Tomten Farm is a demonstration and education site based on regenerative agriculture principles in action. The mission is to explore and put into play dynamic feedback loops where all ecologic participants (plants, soils, animals, humans, weather, sun, etc) relate through energy flows to create a resilient web of life for people and the other than human.

This farm is fully experimental and powered by seasonal interns who contact Kris through National Sustainable Agriculture Information Service. Interns not only help out on the farm, they are also included in all educational programming and they can lead their own alternative architecture and permaculture experiments and projects. Housing for interns include several gers and a community kitchen.

Grow Dome
Even though the winters are snowy and cold, the farm grows four-season with a climate battery greenhouse, grow dome, and greenhouse on the south face of Kris’s passive solar, photovoltaic driven home. These structures provide a moderated climate, passive cooling and heating, and collecting/storing harvested rainwater, while retaining humidity to off-set the desert atmosphere of the Rocky Mountains.
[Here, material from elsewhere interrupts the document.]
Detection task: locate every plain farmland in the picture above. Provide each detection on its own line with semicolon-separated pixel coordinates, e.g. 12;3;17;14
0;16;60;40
The large climate battery greenhouse was designed in concept from Jerome Osentowski at the Colorado Rocky Mountain Permaculture Insititute. It has permanent beds laid out in large curvilinear forms making space for intercropped diversity of annual and perennial food, medicine, and beneficial botanicals. Verticality is also structured into this design as a multi-story garden with grapes and nasturtiums climbing up the beams, a fig tree and rosemary bush and under-cropped herbs and tender greens. Using 3-dimensional space to sculpt a garden, increases yields, biodiversity, and connects us to the elementals of land from below the soil surface to the clouds.

As we wrapped up our farm tour, Kris added, “You know, after my Seed Story audio recording with you earlier, I realized that one of the most important seeds on the farm are the interns. The interns are the seeds around here, and they all germinate differently.”

Thank you Kris for sharing your seed story and farm with us!